In Saving Rafael, I called the horrible Nazi family next door some name I've forgotten, then decided that wasn't right, so I flicked through various German books I possess and found the name Mingers. I fell about laughing and decided this was the one. Young and older readers have appreciated the joke, so I am vindicated. The Gestapo man who interrogates Jenny is called Brenner, which means 'burner,' because I felt this gave a sense of someone who causes pain. Germans would get that more than English-speaking readers, but Mingers is a pun that will be lost in the German version (Nicht Ohne Dich, Boje Verlag, out now). Jenny's family name is Friedemann which means 'peace man' - I felt an appropriate name for a German Quaker and his family.
Sometimes place names are good for a character - like the inadequate missionary in The Mountain of Immoderate Desires. On a visit to the White Horse of Uffington, I saw the name of a village, Fawler, and thought, yes, that's right for the man, since he collapses under pressure. Sometimes I just take names off the spines of books in my study..but in my novel of the English witchhunt, Malefice, I took all the names of characters from the 17th century Parish Records in Waltham St Lawrence, the village on which I based my fictional Whitchurch St Leonard.

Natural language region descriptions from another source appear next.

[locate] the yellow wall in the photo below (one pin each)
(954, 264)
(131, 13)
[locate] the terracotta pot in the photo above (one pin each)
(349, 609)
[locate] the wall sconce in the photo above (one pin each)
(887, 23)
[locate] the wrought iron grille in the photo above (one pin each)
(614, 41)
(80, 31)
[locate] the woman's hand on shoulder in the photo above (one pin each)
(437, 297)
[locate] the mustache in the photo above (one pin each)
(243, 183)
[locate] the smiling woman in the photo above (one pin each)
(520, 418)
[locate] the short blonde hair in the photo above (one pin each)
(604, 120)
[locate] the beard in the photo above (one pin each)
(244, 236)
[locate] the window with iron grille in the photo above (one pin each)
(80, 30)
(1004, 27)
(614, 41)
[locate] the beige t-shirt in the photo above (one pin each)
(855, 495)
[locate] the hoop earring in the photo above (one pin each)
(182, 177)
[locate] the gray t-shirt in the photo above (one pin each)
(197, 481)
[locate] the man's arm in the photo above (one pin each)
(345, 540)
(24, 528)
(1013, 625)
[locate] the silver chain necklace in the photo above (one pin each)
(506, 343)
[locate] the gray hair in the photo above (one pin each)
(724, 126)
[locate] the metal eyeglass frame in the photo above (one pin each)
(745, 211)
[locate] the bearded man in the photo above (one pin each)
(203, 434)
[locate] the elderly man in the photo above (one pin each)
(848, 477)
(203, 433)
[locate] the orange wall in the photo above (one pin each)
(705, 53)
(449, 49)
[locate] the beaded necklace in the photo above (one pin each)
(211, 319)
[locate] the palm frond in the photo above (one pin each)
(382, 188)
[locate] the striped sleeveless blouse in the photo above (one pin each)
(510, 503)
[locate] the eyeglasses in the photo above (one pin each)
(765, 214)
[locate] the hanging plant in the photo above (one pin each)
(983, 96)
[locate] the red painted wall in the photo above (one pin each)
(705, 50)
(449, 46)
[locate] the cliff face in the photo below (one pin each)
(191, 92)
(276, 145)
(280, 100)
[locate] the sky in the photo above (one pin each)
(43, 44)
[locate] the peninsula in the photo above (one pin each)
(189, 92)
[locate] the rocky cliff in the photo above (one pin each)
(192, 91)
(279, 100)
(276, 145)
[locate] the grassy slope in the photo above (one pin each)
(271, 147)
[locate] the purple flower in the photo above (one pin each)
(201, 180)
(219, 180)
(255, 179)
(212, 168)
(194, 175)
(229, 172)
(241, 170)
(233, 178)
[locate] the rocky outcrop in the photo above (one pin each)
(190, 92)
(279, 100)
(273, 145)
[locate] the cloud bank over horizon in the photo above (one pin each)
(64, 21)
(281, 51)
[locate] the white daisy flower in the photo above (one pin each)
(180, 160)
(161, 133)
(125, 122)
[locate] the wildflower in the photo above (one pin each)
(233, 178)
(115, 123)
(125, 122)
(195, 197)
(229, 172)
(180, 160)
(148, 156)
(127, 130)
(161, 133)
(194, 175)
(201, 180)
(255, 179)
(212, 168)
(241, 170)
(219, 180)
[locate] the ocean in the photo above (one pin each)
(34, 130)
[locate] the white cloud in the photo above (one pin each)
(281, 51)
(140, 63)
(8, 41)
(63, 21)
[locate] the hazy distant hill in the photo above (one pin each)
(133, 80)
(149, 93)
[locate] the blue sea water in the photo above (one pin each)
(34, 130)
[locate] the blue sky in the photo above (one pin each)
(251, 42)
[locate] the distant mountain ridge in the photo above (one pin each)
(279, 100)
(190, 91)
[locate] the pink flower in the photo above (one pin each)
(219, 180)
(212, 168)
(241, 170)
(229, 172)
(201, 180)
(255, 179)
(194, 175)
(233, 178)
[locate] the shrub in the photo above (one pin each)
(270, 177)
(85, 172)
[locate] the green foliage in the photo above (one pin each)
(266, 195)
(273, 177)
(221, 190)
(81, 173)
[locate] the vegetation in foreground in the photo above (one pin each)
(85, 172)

Graham Greene used very common names for his characters, for fear of being sued - Brown, Grey, Smith, etc… and I have sometimes invented German names and do a websearch on them to see if they come up. If they do, I have to invent again. You can sue for libel on behalf of the dead in Germany.. People who know about English poetry will comprehend why the vile concentration camp guard in Saving Rafael is called Grendel. It's not a German name.
For other, less sensitive characters' names, I have harvested them from the plates of apartment blocks in Germany, which is what I'm doing on the picture here.
On the other hand, reality does perpetrate jokes that one would hesitate to put into fiction. Opposite the orthodontist I used to go to in Mansfield Road in Nottingham was a greengrocer's called Flower, and a florist called Onion. I think they were just one house away from each other. And would an author, apart from a comic one, name the three hairdressers in a town Sharp, Blunt, and Brittle? That was in Kendal, in the 50s and 60s. My husband had two risk assessment colleagues called Dr Hope and Dr Luck. One could go on forever, and the correspondance column of the Guardian recently did..
How do other people decide on characters' names?